Sunday, August 30, 2015

Today I chose the wrong language!


I have had a series of opportunities lately to learn and grow in my understanding of G-d, conscious language, thought, communication, dreams, connection, friendship and more.  It never seems to come from one place when G-d decides to guide and challenge me, usually everywhere I look!  I've always found in my walk that I don't get to experience a lot of naiveness but always fully aware and challenged.  I will admit that half the time I'm good with it and the other half I'm stubborn, irritated, not willing and try to ignore G-d and all the "awareness" He is giving me.

My big learning recently was the words I use such as I want, I hope, maybe, I want to have and upgrading to I can, I am, I will, I choose, I have, I love, I create, I enjoy.

Did you know we actually speak from our heart?  So what I'm learning is that I can't just say these words, I have to say them with my heart and believe them.  This quote really connected the dots for me "Your greatest weakness shall be your greatest strength!  I would not say something I didn't believe in.   Believe means Be Alive!"  Bob Stevens

I choose to allow myself to agree and love my words, not fix them.  I choose to not coach others words and let them discover in their own way and time.  I am renaming my world and reversing my patterns as I realize those words impacted my heart and thoughts.  Heart already has pure speech I heard recently and that I give what I will receive.  I can use language that will bless others and myself.
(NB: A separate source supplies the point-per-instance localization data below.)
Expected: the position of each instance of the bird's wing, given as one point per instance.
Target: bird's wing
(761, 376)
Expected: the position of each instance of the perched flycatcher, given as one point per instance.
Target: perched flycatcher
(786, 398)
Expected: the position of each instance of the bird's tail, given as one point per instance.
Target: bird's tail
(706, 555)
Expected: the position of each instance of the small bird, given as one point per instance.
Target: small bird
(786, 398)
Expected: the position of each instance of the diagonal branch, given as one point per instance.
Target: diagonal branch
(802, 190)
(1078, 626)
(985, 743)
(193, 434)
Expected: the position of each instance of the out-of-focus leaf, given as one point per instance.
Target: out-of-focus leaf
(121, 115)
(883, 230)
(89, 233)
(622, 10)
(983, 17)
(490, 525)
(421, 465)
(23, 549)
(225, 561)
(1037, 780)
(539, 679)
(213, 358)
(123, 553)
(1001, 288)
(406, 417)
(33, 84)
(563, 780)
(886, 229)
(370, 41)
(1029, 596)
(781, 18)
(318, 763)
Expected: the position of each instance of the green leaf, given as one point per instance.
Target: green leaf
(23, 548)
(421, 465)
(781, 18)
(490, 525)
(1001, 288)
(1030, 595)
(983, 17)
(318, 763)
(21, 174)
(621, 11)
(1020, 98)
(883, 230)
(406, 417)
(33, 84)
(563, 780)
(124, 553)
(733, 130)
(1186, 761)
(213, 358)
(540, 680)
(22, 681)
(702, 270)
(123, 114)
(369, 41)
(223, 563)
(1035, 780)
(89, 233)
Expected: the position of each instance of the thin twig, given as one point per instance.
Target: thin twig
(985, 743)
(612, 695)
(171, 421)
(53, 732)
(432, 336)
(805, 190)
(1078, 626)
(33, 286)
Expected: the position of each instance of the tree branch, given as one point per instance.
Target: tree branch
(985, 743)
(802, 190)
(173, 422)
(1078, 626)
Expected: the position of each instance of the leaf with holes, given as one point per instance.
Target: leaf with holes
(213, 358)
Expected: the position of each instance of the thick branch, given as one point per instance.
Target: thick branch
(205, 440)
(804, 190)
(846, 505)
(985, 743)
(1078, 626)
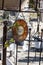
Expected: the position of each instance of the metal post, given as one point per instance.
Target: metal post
(20, 6)
(41, 46)
(29, 45)
(4, 40)
(16, 50)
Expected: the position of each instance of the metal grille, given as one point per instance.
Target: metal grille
(38, 59)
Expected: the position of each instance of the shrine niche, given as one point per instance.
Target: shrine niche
(20, 30)
(0, 4)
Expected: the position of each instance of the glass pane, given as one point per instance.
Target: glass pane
(11, 4)
(0, 4)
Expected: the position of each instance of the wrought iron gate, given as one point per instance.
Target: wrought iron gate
(34, 50)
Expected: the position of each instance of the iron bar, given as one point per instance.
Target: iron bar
(29, 46)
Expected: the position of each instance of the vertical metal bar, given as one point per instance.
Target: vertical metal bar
(29, 45)
(4, 40)
(20, 6)
(16, 51)
(2, 4)
(41, 46)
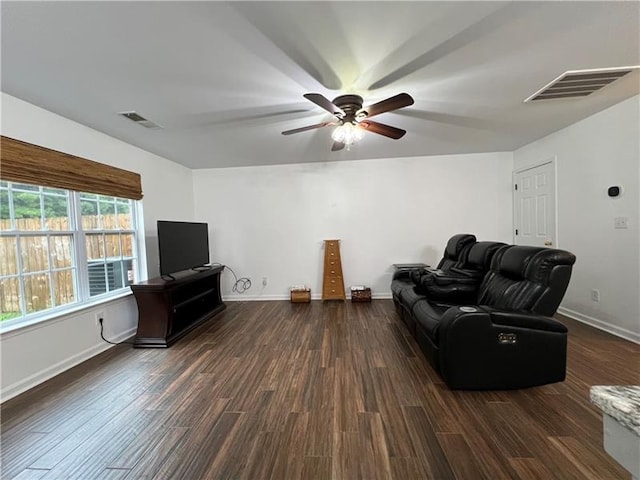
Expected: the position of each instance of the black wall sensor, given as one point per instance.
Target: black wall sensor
(614, 191)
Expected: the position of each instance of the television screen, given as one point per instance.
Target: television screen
(182, 245)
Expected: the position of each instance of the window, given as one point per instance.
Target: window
(60, 247)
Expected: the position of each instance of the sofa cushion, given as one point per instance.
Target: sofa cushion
(527, 278)
(427, 316)
(455, 252)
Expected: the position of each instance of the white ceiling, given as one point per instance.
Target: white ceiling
(223, 79)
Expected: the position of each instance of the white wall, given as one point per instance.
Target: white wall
(593, 154)
(270, 221)
(31, 355)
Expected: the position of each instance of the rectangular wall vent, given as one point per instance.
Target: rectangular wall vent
(580, 83)
(139, 119)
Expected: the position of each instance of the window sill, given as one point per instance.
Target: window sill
(53, 317)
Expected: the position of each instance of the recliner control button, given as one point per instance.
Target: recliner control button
(468, 309)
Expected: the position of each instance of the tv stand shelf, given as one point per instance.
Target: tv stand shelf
(169, 309)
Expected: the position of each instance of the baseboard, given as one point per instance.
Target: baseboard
(314, 296)
(600, 325)
(57, 368)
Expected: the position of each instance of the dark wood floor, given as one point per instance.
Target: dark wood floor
(319, 391)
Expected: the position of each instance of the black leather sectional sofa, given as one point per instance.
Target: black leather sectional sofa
(482, 317)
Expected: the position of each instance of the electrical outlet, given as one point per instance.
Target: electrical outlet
(621, 222)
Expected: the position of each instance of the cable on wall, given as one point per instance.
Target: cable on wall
(240, 285)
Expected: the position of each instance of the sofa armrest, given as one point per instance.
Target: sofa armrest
(485, 348)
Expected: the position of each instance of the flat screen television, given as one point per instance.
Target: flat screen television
(182, 245)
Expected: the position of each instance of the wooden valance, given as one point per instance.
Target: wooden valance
(27, 163)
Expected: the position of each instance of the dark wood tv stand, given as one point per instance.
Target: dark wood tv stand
(169, 309)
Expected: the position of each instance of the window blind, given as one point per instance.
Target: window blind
(27, 163)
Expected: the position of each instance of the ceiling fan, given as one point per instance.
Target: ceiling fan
(353, 120)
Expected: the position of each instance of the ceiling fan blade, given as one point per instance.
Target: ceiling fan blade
(324, 102)
(382, 129)
(308, 127)
(392, 103)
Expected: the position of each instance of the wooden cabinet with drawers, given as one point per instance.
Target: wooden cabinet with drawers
(332, 282)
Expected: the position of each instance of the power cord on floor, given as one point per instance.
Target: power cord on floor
(109, 341)
(241, 285)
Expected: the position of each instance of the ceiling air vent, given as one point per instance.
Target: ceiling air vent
(579, 83)
(139, 119)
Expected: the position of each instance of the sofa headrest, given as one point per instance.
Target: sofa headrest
(456, 245)
(520, 262)
(481, 254)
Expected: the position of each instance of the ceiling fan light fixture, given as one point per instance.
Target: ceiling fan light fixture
(347, 133)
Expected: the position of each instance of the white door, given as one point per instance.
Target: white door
(534, 202)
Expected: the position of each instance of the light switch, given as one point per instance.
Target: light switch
(620, 222)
The other opportunity that has connected more dots for me in this area is beginning to read the Torah the last three weeks.  I did not realize I could gain so much from Deuteronomy and have always skimmed it or avoided it.  My takeaway from last week was Deuteronomy 25:15 "A perfect and honest weight shall you have, a perfect and honest measure shall you have, so that your days shall be lengthened on the Land that HASHEM, your G-d gives you."  I pictured my words as my weight and measure and G-d abhors dishonesty.  My word is my authority and what is new and different for me is that I dream and speak of my dreams.
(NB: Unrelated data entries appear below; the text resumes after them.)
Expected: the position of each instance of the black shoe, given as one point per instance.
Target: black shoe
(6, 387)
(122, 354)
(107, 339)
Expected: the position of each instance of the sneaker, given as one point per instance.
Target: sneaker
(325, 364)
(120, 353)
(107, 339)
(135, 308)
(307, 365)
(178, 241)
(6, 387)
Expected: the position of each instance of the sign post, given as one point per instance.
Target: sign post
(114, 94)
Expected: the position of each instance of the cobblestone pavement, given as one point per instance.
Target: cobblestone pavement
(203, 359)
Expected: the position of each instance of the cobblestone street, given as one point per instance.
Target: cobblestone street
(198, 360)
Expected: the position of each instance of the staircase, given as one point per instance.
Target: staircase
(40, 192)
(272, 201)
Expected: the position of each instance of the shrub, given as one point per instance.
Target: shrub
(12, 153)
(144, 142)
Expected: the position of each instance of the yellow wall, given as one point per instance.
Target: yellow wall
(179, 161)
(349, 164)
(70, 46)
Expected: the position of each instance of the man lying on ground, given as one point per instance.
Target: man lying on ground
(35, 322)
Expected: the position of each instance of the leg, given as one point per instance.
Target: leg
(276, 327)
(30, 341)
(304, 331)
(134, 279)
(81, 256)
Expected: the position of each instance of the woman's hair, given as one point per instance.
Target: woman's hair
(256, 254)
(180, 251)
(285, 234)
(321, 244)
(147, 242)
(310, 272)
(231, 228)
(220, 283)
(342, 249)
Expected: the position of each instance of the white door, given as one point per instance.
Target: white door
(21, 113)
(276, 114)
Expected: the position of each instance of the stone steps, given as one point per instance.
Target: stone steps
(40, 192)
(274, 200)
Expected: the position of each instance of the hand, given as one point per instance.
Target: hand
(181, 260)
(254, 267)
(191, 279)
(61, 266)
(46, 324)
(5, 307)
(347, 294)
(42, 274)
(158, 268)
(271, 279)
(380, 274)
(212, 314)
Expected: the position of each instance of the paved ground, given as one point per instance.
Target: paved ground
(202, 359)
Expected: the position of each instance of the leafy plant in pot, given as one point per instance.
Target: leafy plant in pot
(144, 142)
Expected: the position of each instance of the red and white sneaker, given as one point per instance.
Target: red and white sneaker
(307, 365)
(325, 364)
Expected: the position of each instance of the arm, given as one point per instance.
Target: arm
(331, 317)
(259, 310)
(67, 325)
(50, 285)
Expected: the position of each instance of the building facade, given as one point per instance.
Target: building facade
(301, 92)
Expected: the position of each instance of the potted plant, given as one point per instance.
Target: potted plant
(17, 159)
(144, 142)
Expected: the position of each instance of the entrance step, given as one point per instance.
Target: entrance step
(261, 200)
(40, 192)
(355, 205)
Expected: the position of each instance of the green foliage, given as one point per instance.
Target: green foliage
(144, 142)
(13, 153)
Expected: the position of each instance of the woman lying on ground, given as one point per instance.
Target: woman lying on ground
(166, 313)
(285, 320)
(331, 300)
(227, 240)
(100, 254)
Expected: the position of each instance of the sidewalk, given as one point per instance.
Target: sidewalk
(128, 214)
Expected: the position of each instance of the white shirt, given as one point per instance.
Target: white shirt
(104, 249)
I have also been reading the book "Good to Great in G-d's Eyes" by Chip Ingram and just finished the chapter Dream Great Dreams.  I never have coincidence always lots and lots of "awareness"!  G-d speaks loud and clear to me when I choose to listen.  My takeaway from this chapter was Write it down, Read over my dreams regularly, Pray over them and Watch for G-d's intervention.  A quote from the book I want to share is this "To dream of doing great things for G-d's glory is a biblical goal, and being able to articulate the result we want to see keeps us focused on our priorities and helps us perceive through obstacles and difficulties."  Chip Ingram

So this week has been super amazing and also full of a crazy amount of deep thoughts, readjusting my mind, crazy dreaming, moods and overall the beginning of a new upgrade in my heart, words and mind.  Today I chose to fail miserably and wallow in I'm tired and I can't do it and the world is against me until my best friend and husband reminded me to just stop and be and not get ahead of myself or off course.  He is inspired, encouraged and also attracted to this new "Christie" language.  Putting all of this into words has been so helpful and brought so much of it together.  I will share more of my dreams in this blog and my journey to create and enjoy the life He has given me.

Feel free to ask questions and I'd love to hear your comments and thoughts on this reflection question from the Good to Great book.

How can you tell the difference between a self-inspired dream and a G-d-given one?  What would happen to each kind if you brought it to the cross?